This is especially helpful in practice, due to the distinction and weight given to Saturation and Errors, on top of the more commonly used Utilisation metrics that we always rely on.

Load Generator

Grafana K6 is a very good HTTP load generator with tons of features. Paired with the Operators that run on Kubernetes, you can easily generate load upwards of a million rps with just a handful of machines.

It is very easy to get started with k6 scripts to generate load.

import { sleep, check } from 'k6';
import http from 'k6/http';
import { Counter, Trend } from 'k6/metrics';
import exec from 'k6/execution';

const responseTimeMetric = new Trend('response_time');
const failureCounter = new Counter('failed_requests');

export const options = {
    summaryTrendStats: ['avg', 'min', 'med', 'max', 'p(90)', 'p(95)', 'p(99)'],
    stages: [
        { duration: '1m', target: 10 },
        { duration: `5m`, target: NUM_USERS },
        { duration: '30s', target: 0 },
    ],
    thresholds: {
        'response_time': ['p(90)<500', 'p(95)<750', 'p(99)<1000'],
        'failed_requests': ['count<10'],
    },
    discardResponseBodies: true,
};

export default function () {
    const startTime = Date.now();
    const response = http.get("http://your/url", {});

    responseTimeMetric.add(Date.now() - startTime);
    check(response, { 'status was 200': (r) => r.status === 200 });

    if (response.status >= 400) {
        failureCounter.add(1);
        console.log(`HTTP-ERROR: ${response.status}`);
    }

    sleep(Math.max(0, 2 - (Date.now() - startTime) / 1000));
}

There are tons of other options as well, such as Apache JMeter.

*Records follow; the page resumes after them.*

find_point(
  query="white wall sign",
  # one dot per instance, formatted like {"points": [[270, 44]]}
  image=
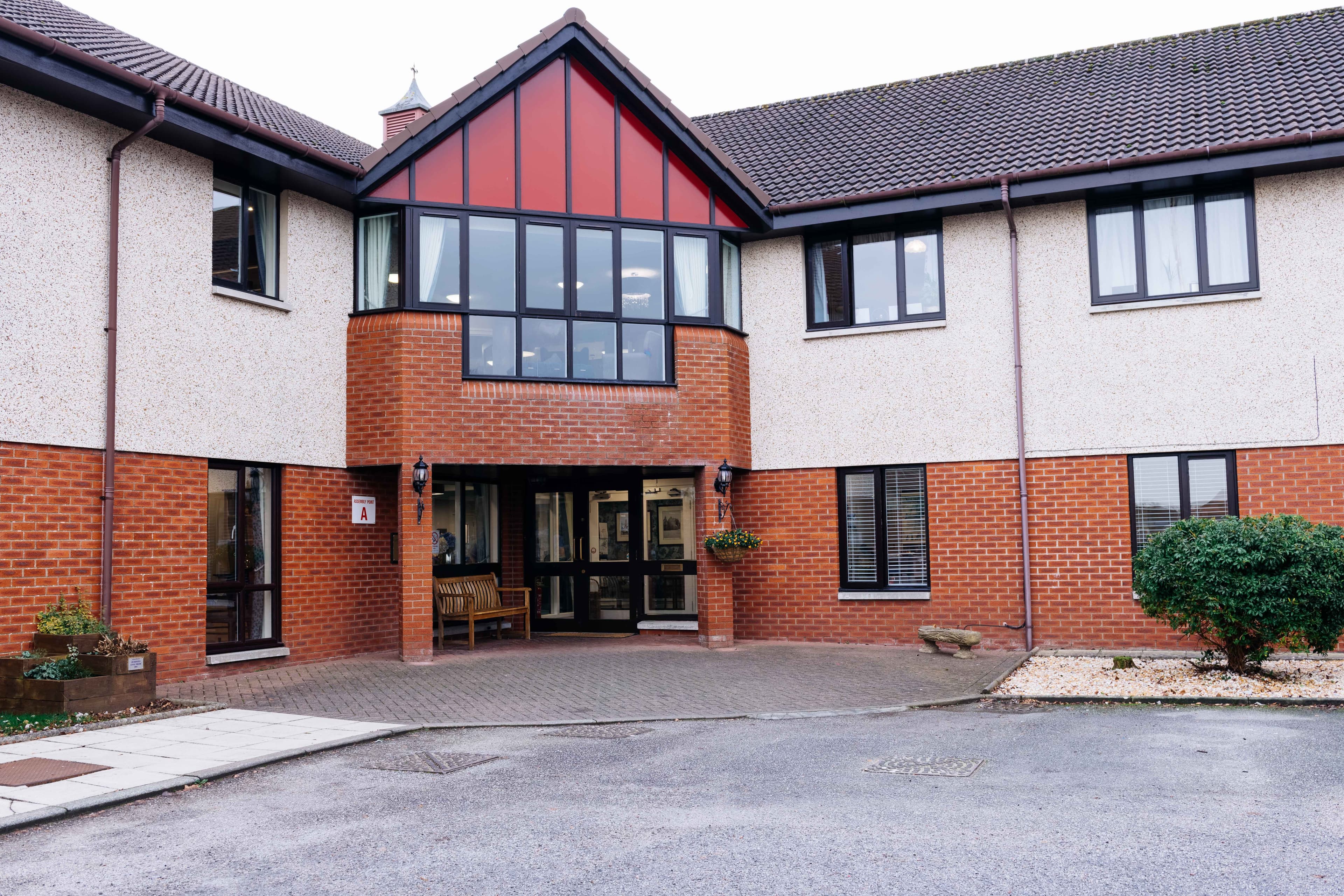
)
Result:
{"points": [[363, 510]]}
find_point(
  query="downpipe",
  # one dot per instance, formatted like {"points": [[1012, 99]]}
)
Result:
{"points": [[109, 453], [1022, 433]]}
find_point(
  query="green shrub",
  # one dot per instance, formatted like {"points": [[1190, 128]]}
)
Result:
{"points": [[1242, 586], [69, 618], [64, 670]]}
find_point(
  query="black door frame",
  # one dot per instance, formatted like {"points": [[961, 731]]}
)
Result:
{"points": [[582, 569]]}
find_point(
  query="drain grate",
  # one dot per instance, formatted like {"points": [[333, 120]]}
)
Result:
{"points": [[601, 733], [29, 773], [947, 766], [435, 763]]}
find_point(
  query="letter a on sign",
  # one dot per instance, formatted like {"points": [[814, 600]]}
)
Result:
{"points": [[363, 510]]}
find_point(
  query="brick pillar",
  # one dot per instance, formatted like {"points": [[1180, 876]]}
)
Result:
{"points": [[714, 578], [417, 574]]}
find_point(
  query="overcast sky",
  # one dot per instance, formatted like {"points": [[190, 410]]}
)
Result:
{"points": [[342, 62]]}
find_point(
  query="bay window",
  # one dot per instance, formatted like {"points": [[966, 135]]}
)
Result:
{"points": [[888, 277], [883, 528], [245, 246], [1189, 244]]}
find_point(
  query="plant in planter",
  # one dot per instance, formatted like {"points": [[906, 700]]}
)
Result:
{"points": [[733, 545], [1244, 585], [65, 670]]}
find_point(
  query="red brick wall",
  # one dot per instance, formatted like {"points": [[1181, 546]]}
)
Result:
{"points": [[338, 589], [1080, 542]]}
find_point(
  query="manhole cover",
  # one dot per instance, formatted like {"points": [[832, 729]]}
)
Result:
{"points": [[603, 733], [948, 766], [435, 763], [29, 773]]}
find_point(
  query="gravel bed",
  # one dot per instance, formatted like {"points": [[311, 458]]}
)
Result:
{"points": [[1097, 678]]}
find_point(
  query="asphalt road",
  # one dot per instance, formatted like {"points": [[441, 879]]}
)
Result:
{"points": [[1078, 800]]}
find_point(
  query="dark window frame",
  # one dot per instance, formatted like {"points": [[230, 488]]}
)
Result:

These will help you measure your system capacity very quickly, or simulate scenarios where your system is failing to support the desired numbers.

Identify bottleneck and Resolve

Now, what remains is only to run tests, look for bottlenecks and resolve it.

"Scaling: Where the hard part isn’t fixing the mistake, it’s finding which mistake to fix."

If you are an experienced software engineer, you would realise that in finding a bug is usually harder than fixing it. But with observability and good load testing frameworks you already have half the work done!

For instance, we had found that from the perspective of the streaming service, Redis API calls were taking the majority of time away from the response duration. On the Redis server side, latency metrics showed that the max response time was well below 200 ms! So where is the problem?

With proper observability integrated into the system and simulation of various scenario by running experiments, we were able to determine that the actual culprit was the TCP connection creation Syscall towards the kernel! It was taking more than 1 second. This heavily degraded our p99.9 response times while average response times remained well within 500ms due to already existing connections.

Resolution was simply to use Redis pipelining to ensure multiple commands can be executed over a single TCP connection and maintaining a warm pool of TCP connections towards Redis using minIdleConnections client configuration. Easy!

We also ensured that there were larger and fewer service instances, so that they can share the connections even further.

Following is what the capacity numbers looked like after all these experiments. The bottleneck disappeared when we used Redis Pipelining with 4 vCPU per instance.

Conclusion

Hope that helps in your journey of scaling distributed systems. Remember it is an iterative exercise and more about building the muscle.

Have a Good day!